I want to use my column this week to urge the sport’s authorities to start checking engine sizes and carburettors more regularly. They do it in the Grand Prix and I’d like to see it happen more in Elite League racing.
Engines are meant to be 500cc and carburettors can’t expand past 34ml, but more needs to be done to prevent the use of illegal machinery. We’ve seen a lot in the press about silencers, but we need to read more about the parts of a speedway bike nobody dares discuss.
It’s a fairness thing in my eyes. There’s a lot of honour in speedway, but more points equals more money and those two things combined means there will always be somebody cheating.
In every sport, even chess, people bend the rules to win. In this sport, where people make a living from doing well, nobody wants to talk about anybody breaking the rules to do it.
When you bring it up people shush you up because they don’t want anybody to put the sport in a bad perspective. But we see every week in Formula 1 that teams are being punished or disqualified for breaking rules by the smallest of margins. It’s not a bad thing.

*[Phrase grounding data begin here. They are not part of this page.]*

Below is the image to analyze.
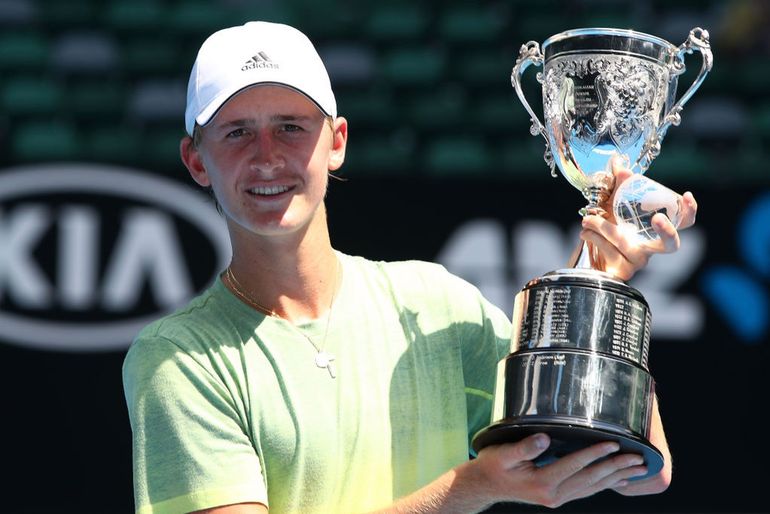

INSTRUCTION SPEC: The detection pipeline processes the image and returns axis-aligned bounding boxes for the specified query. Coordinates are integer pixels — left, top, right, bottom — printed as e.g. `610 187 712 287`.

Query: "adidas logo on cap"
242 51 279 71
185 21 337 135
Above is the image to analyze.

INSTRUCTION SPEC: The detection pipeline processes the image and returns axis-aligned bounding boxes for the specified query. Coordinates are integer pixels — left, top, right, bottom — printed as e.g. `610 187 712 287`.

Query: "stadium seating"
0 0 761 183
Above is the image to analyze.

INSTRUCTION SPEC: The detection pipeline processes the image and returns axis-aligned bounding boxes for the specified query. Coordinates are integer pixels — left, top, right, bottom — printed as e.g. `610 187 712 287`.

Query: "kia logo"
0 164 231 352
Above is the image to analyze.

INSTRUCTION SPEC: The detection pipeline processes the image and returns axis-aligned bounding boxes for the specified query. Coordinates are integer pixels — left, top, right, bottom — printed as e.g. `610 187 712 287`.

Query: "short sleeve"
122 336 267 514
442 272 512 449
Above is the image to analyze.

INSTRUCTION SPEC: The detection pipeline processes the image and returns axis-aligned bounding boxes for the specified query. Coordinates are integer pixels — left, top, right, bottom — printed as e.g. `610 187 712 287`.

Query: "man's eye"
226 128 246 138
282 124 302 133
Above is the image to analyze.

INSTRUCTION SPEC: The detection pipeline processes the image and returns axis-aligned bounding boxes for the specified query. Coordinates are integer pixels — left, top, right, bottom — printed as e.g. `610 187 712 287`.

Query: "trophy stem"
570 241 594 269
571 178 614 271
568 240 606 271
578 180 613 218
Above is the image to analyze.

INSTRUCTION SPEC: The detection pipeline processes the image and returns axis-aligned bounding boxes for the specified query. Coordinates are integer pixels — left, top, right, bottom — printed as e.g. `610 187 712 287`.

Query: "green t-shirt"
123 253 511 514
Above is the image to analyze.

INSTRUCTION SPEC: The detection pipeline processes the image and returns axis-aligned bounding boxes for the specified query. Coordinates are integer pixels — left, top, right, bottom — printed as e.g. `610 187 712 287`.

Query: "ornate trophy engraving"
471 28 711 479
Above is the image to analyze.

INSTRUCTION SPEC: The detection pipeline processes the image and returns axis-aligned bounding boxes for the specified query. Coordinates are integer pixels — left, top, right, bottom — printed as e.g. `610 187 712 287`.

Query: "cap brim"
195 81 333 130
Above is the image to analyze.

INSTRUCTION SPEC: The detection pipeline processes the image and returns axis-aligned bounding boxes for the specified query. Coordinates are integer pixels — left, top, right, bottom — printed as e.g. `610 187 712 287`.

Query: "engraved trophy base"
471 269 663 481
472 421 664 480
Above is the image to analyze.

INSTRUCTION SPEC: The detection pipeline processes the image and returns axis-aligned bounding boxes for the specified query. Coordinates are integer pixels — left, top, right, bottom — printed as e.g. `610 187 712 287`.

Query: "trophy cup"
471 28 711 479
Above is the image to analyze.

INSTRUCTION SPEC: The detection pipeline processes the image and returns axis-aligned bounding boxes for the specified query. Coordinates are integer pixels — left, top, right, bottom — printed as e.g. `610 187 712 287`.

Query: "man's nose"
249 131 284 173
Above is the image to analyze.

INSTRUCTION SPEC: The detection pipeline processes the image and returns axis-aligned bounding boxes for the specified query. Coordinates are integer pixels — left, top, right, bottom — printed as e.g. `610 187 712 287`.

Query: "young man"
123 21 697 514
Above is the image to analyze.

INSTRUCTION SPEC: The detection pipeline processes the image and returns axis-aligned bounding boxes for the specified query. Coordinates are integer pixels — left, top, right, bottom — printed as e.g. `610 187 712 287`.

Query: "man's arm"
370 433 659 513
190 433 660 514
611 395 673 496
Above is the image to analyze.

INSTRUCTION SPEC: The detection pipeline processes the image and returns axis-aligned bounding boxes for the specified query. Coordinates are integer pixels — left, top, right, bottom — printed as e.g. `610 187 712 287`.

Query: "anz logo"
437 218 706 341
702 194 770 344
0 164 231 352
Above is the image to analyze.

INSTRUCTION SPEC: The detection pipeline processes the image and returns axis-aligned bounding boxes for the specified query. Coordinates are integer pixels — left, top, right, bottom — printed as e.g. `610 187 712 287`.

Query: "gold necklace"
223 261 340 379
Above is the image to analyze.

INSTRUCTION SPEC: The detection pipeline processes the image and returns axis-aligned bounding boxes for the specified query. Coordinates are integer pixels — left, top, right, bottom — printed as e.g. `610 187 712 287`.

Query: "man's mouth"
249 185 291 196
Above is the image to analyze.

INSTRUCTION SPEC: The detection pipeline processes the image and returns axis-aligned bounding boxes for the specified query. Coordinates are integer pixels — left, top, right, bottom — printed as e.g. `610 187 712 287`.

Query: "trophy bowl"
471 27 711 480
513 27 712 214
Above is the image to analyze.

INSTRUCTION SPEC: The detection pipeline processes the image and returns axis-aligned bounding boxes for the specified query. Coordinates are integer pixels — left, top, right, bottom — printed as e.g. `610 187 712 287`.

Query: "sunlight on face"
189 85 344 240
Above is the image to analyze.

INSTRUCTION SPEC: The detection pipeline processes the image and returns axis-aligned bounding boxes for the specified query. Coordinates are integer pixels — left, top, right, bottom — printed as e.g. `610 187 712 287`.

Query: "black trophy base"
472 421 664 481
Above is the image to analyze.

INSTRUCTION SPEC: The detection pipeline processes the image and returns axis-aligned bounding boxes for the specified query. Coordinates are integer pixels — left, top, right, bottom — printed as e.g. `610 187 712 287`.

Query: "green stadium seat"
337 88 398 126
122 38 182 75
737 58 770 97
380 47 447 85
344 133 415 175
408 86 466 130
234 3 298 27
0 32 48 70
365 5 429 40
85 124 142 165
645 145 709 180
424 136 494 175
471 93 521 131
141 128 187 167
1 76 63 116
451 50 515 86
11 121 81 160
168 1 235 35
513 14 571 42
576 7 634 29
733 146 770 183
437 6 505 42
262 0 358 39
68 80 125 118
498 141 555 180
103 0 166 32
753 104 770 139
38 0 95 26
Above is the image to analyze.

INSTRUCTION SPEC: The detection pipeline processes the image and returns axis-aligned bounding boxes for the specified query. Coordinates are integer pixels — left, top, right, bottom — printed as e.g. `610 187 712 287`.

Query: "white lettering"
629 229 706 338
0 205 53 308
437 218 706 340
512 221 578 287
58 206 99 309
436 219 511 312
102 209 193 311
0 164 230 352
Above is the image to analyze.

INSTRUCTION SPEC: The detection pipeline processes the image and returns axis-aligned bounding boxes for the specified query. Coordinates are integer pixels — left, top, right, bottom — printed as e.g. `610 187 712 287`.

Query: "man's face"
184 85 346 240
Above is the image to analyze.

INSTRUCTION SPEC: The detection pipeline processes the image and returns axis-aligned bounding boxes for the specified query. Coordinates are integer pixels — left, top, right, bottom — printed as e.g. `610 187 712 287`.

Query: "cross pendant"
315 351 336 379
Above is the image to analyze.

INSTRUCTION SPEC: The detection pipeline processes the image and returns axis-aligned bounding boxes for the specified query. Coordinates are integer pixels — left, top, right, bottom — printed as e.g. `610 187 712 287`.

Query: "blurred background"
0 0 768 513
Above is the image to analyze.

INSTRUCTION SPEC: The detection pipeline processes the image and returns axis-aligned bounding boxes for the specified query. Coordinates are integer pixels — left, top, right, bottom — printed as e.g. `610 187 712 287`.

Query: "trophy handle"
659 27 713 137
511 41 557 177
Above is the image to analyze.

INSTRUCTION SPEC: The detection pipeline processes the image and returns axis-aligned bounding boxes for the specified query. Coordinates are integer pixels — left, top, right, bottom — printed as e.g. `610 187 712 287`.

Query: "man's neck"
225 217 340 324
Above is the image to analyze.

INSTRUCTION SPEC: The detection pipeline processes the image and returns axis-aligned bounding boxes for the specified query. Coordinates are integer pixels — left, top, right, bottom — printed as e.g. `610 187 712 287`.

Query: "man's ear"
180 136 211 187
328 116 348 172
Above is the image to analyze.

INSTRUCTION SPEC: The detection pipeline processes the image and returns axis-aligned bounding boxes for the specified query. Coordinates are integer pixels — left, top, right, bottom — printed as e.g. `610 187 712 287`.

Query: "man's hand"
471 434 650 509
581 157 698 280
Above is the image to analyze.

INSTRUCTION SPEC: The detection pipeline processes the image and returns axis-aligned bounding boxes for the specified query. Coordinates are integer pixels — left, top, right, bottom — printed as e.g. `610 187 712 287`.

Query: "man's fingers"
556 452 646 502
537 441 620 483
581 216 650 280
651 213 680 253
610 154 632 176
480 433 551 469
678 191 698 229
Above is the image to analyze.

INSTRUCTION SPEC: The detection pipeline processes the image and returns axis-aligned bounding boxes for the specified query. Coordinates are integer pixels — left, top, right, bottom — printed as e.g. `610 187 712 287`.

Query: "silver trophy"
472 28 711 479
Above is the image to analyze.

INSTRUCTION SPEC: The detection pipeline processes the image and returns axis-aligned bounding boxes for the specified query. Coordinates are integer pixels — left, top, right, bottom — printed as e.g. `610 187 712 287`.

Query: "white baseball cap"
184 21 337 136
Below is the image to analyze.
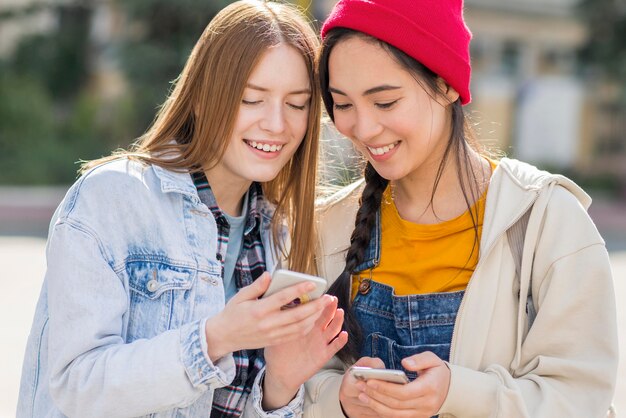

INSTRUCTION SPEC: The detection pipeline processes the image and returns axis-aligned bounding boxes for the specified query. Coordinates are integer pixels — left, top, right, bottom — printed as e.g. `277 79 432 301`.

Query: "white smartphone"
350 366 409 384
261 269 327 304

We need to educate technical staff and make sure speedway, across Europe, is as fair as it can be. If you ask a referee what the punishment is for breaking rules about engine sizes and carburettors, they can’t answer you. It’s ridiculous.
We need to have a rulebook that you can open up and find, for example, that if your engine is say 550cc, you’ll be fined £10,000 and banned for two years.

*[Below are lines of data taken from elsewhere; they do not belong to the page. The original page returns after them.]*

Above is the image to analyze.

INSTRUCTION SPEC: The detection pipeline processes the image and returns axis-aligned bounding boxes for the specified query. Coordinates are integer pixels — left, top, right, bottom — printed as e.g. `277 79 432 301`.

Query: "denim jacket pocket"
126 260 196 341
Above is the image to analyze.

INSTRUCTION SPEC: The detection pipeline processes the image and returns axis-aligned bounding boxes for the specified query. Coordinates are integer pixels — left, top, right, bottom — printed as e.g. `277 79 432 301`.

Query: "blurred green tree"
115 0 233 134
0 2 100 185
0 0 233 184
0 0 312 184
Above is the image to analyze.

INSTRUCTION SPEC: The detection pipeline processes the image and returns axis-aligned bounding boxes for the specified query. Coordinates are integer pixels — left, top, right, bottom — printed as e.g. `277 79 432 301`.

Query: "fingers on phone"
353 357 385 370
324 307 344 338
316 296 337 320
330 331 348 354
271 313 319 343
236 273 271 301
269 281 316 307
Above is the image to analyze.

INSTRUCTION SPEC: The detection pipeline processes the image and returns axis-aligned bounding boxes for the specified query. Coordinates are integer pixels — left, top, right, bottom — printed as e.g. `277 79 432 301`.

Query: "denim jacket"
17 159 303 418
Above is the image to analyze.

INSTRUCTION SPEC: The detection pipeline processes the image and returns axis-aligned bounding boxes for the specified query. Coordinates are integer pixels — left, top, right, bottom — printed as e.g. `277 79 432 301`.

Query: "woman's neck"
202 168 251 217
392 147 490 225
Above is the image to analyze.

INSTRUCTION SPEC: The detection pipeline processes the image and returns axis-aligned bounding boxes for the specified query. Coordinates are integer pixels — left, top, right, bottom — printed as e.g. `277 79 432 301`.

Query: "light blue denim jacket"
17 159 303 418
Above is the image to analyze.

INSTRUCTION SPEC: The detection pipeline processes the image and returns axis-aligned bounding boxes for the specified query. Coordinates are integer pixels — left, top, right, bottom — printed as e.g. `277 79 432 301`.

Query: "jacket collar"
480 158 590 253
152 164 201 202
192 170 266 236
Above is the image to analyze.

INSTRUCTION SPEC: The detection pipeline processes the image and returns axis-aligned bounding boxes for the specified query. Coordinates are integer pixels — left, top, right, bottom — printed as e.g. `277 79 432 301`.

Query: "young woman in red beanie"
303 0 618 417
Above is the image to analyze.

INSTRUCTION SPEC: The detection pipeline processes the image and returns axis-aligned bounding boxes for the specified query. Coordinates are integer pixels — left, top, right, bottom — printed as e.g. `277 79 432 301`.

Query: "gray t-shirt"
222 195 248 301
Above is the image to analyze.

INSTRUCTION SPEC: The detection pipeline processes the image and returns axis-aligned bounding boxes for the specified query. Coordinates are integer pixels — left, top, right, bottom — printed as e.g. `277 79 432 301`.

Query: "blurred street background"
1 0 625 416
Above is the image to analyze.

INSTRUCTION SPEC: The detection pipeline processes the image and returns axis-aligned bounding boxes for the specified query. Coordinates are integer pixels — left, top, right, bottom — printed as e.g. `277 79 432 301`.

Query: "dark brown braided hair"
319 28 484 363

While I’m at it, I can’t remember the last time I was tested for drugs or alcohol either. I don’t think people ride speedway bikes half-cut, but when you go out on a night out now there are drugs everywhere. It’s part of life.

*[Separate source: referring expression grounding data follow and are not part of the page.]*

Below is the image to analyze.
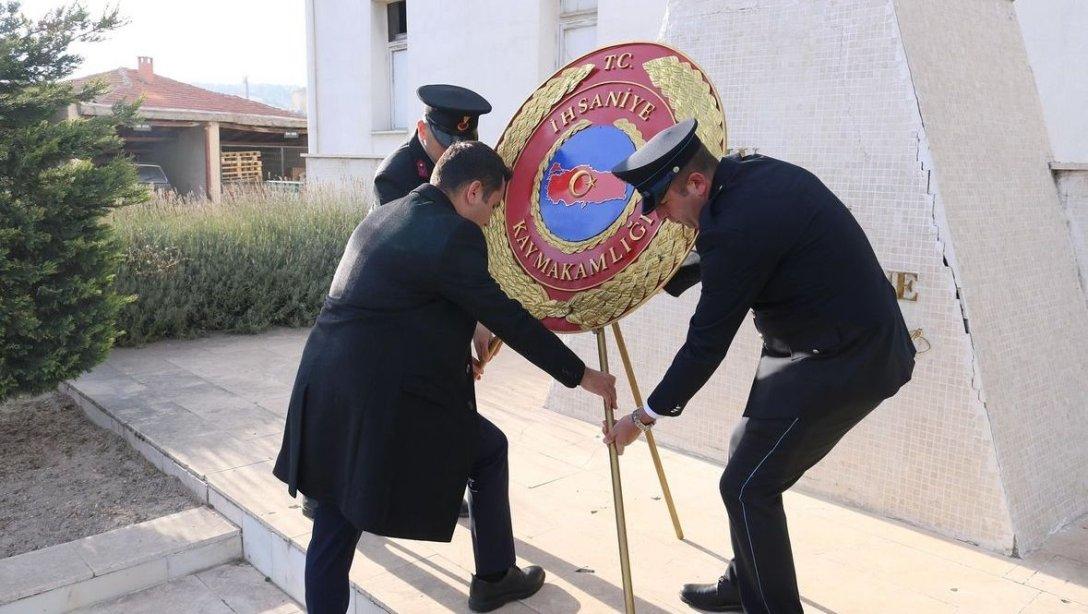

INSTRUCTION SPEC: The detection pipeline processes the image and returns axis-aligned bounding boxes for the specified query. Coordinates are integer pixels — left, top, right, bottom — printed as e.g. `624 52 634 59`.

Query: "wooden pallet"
221 151 262 182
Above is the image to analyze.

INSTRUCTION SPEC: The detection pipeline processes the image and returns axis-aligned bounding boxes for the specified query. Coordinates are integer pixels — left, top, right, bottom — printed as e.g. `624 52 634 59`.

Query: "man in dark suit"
273 141 617 614
302 84 492 522
372 84 492 206
604 119 916 613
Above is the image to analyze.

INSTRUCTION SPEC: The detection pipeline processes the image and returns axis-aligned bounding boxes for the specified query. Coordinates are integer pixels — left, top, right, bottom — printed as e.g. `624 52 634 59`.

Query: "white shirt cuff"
642 403 663 421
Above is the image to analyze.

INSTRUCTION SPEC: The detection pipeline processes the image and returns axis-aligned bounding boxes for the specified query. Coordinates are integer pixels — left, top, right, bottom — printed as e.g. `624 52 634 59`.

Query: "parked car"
135 164 172 193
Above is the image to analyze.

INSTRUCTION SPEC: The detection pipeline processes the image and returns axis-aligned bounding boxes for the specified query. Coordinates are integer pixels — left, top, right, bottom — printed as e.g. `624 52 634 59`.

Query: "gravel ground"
0 392 197 558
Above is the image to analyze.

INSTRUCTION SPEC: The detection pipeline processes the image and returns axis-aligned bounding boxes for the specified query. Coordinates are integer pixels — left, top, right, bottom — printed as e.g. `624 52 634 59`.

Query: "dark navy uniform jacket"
372 133 434 206
647 155 915 419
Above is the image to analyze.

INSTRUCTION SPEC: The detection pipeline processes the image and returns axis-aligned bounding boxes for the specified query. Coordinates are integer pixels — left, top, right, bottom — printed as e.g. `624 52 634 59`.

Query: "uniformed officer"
604 119 916 613
372 84 493 206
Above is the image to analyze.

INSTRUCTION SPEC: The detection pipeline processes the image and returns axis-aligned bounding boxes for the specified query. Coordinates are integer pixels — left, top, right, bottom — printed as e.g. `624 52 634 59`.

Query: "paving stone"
1027 555 1088 607
130 403 220 442
65 558 168 611
196 561 302 614
73 507 237 576
72 573 231 614
168 431 269 476
1019 592 1088 614
187 403 283 440
0 542 92 603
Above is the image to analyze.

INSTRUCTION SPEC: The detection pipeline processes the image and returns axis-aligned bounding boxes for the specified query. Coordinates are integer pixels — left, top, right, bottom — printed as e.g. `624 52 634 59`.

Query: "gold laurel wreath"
644 56 727 157
485 55 724 330
529 118 645 254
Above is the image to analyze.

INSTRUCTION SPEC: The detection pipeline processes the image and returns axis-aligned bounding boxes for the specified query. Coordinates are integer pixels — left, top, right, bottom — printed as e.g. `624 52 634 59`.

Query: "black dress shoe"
680 575 743 612
301 496 318 520
460 498 470 518
468 565 546 612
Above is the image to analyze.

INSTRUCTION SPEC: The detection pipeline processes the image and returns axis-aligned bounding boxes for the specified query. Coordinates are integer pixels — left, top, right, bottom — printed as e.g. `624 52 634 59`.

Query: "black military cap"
611 118 702 214
417 84 492 148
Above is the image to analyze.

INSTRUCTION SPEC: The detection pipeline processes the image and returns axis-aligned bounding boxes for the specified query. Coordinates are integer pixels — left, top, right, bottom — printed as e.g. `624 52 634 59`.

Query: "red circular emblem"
490 43 725 332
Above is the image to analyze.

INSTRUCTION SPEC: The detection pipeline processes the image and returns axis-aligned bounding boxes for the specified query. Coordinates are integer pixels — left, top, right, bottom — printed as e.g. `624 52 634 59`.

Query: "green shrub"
110 184 368 346
0 4 144 401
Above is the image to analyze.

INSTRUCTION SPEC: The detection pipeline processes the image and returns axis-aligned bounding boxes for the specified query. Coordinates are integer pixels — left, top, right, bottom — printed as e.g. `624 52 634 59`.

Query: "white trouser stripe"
740 418 799 614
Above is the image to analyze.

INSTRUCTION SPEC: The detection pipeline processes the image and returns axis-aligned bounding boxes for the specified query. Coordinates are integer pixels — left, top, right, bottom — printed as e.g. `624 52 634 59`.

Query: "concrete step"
71 561 301 614
0 507 241 613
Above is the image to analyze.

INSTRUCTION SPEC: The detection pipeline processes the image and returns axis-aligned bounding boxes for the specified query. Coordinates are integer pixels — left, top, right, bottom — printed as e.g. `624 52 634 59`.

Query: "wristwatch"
630 409 654 433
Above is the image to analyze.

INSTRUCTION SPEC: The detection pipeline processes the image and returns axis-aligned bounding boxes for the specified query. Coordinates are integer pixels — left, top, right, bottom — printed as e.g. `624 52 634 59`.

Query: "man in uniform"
603 119 916 613
301 84 492 521
274 141 618 614
372 83 492 206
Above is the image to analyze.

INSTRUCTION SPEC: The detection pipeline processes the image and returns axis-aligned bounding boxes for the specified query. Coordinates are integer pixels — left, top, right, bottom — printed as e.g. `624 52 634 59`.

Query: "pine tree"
0 2 145 401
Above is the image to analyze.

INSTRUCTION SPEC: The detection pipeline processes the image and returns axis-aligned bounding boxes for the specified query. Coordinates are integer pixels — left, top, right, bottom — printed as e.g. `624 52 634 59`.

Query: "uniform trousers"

I know it’s a pain in the backside, but we need more drug testing in speedway. They do it like three times a day in the Tour de France and look how many cheats they’ve caught.
Back to racing matters, last week’s home defeat to Lakeside was a low point. I can’t really explain what went wrong and you do get meetings like that. We need a big reaction as we’ve got lots of fixtures coming up.
I rode in Sweden on Thursday (three races, eight points), Denmark on Saturday and have since had a few days at home in Esjberg with my girlfriend. I’ve been under the weather so it’s just nice to get away from it all, get my engines serviced, and look ahead to doing better in our next meetings.